For the year 2011, auto sales estimated to remain unchanged at 15.5 million in China following the withdrawal of incentives by the Government. However, Polk's director of forecasting for the America's, Anthony Pratt, told Bloomberg, "The growth there will be more a function of natural demand than stimulus, and the expansion in the second-and third-tier cities is a trend that's going to continue to develop."
The U.S. is likely to see a 7.3 percent uptick of sales in cars and light trucks to 13.7 million in 2012, though it may continue to struggle to reach the pre-recession level of 16 million vehicles at least not before 2015 leave alone surpassing it. The luxury car segment will likely to see a faster growth in the U.S. market with estimated 14 percent upside in 2012 on top of an expected 12.7 million sales in 2011, according to Polk.

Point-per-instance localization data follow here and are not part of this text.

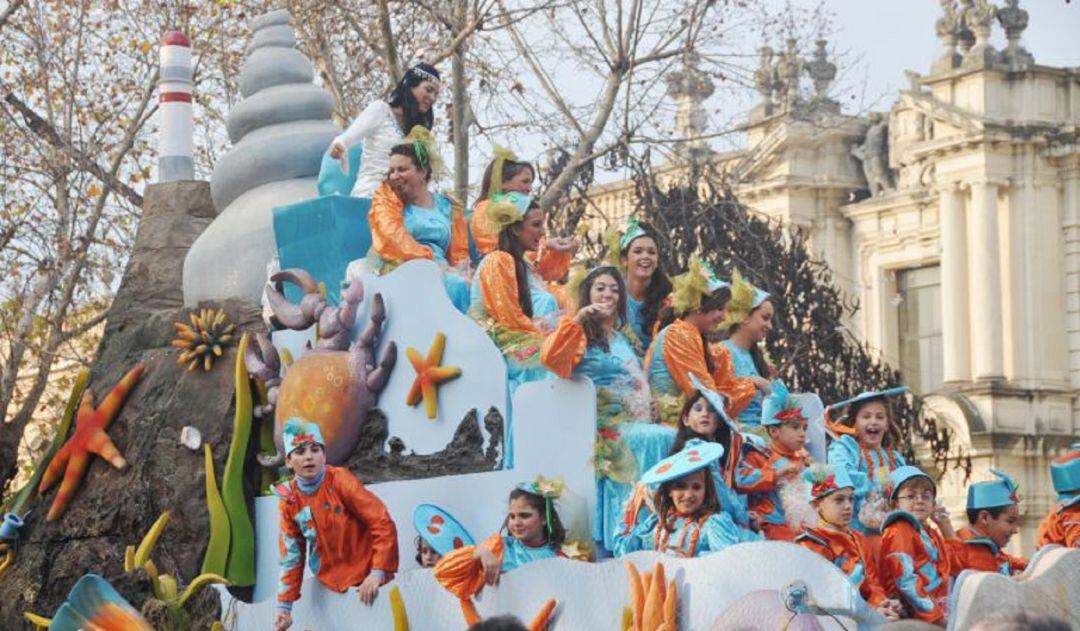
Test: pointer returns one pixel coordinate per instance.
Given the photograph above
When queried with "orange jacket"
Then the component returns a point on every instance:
(551, 265)
(393, 243)
(915, 565)
(849, 551)
(739, 390)
(1062, 525)
(342, 528)
(973, 550)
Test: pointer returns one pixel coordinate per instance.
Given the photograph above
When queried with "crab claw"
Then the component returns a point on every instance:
(262, 362)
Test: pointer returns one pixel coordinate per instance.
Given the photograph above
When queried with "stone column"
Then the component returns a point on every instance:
(956, 321)
(985, 282)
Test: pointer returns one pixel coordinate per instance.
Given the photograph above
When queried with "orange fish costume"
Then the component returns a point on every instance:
(1062, 525)
(915, 562)
(342, 529)
(844, 547)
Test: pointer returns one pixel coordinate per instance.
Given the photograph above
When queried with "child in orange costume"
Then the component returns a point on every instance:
(327, 515)
(1062, 525)
(993, 519)
(915, 561)
(833, 495)
(765, 471)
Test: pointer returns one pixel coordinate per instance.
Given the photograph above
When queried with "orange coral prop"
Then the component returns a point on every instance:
(653, 603)
(429, 375)
(89, 438)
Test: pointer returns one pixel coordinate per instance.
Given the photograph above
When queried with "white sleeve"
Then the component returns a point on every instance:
(364, 125)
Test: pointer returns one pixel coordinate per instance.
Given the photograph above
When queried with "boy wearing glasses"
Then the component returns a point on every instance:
(915, 562)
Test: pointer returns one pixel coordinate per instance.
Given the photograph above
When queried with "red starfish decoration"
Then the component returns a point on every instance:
(89, 438)
(429, 375)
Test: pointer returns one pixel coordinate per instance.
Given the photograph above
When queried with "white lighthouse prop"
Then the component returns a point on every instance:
(176, 132)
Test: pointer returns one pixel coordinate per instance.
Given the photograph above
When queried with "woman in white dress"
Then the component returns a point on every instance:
(383, 123)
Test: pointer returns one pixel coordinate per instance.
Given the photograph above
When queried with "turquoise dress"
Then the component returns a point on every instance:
(636, 322)
(750, 418)
(516, 554)
(623, 404)
(521, 368)
(431, 227)
(714, 534)
(863, 466)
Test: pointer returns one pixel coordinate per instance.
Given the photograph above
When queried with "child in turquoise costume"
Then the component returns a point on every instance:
(629, 441)
(915, 561)
(532, 533)
(327, 517)
(863, 445)
(993, 519)
(763, 473)
(688, 520)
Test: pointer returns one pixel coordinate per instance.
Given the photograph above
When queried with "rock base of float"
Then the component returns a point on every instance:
(1050, 586)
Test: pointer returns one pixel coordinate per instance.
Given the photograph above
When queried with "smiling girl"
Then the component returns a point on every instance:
(532, 533)
(688, 519)
(383, 124)
(864, 448)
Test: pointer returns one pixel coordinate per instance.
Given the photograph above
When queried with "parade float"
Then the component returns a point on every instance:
(196, 380)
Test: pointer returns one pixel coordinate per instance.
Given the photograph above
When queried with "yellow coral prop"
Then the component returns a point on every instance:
(653, 602)
(204, 339)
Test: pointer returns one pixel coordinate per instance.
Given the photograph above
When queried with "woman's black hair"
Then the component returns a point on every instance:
(594, 331)
(764, 370)
(659, 287)
(510, 170)
(402, 96)
(556, 536)
(664, 505)
(721, 435)
(717, 299)
(408, 150)
(510, 244)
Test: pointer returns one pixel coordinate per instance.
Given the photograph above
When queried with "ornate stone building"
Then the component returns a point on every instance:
(955, 219)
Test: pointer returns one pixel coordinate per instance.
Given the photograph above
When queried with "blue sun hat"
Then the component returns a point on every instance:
(298, 431)
(993, 494)
(823, 480)
(440, 529)
(902, 474)
(634, 230)
(696, 455)
(1065, 471)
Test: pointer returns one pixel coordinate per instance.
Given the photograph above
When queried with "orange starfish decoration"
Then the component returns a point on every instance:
(89, 438)
(429, 375)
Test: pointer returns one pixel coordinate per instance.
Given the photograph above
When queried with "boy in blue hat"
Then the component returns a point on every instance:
(833, 496)
(327, 515)
(915, 560)
(993, 519)
(1062, 525)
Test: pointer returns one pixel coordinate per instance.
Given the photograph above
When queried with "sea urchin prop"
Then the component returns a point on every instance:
(203, 339)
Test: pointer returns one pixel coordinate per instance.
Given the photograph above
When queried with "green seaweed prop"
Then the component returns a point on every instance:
(240, 568)
(217, 548)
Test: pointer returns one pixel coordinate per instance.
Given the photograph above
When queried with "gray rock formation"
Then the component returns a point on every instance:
(279, 131)
(113, 509)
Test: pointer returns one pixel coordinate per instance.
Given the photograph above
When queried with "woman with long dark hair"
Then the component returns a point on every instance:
(383, 123)
(509, 298)
(746, 324)
(647, 285)
(408, 220)
(629, 441)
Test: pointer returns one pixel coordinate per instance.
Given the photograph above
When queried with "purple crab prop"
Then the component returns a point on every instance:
(334, 384)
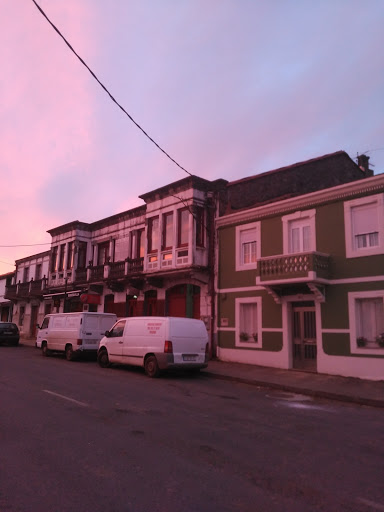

Despite the current credit crisis in the Euro Zone, Polk reportedly estimate the regional sales to remain unchanged in 2012 totaling approximately 19.2 million, the same figure in 2011, on top of 18.5 million units recorded in 2010.
The year ahead will also see tough competition among Korea-based Hyundai Motor Co., Kia Motors Corp, Japan's Toyota Motor Corp. (TM) and Honda Motor Co. (HMC) For the year 2011, Hyundai recorded sales growth of 12.3 percent with domestic sales upside of 3.6 percent and international sales increase of 14.2 percent. While Polk estimate sales of Hyundai and Kia to see uptick, their market share is not likely to see a similar trend as the research company expects Toyota and Honda to tighten their noose to get back the lost market share following production cuts in the wake of earthquake and tsunami in Japan.
The optimism of strong auto sales comes on the back of average age of vehicles at 10.6 years forcing the consumers to opt for a newer brand when the credit is available easily with lower interest rates ruling the rust. These apart, there is expectation of additional consumers in the age group of teens and twenties lining up to buy their favorite brand to push the demand thereby lifting overall growth of the economy.
The emerging markets, especially BRIC nations, Brazil, India, Russia and China, are expected to better the matured markets in the next few years. While Brazil is likely to exceed Germany in 2011 itself, Polk projects India to surpass Germany in 2014. Auto sales in Russia will likely to remain unchanged in 2012, yet above Germany's projected 2015 level.
The auto companies will report sales for the year 2011 on January 4 with new cars and trucks are estimated to cross 12.5 million, indicating a growth of around 9 percent over 2010's sales figure of 11.5 million and 10.4 million in 2009. Government data indicates that an additional approximately $40 billion were spent on new cars and trucks in 2011 over 2009.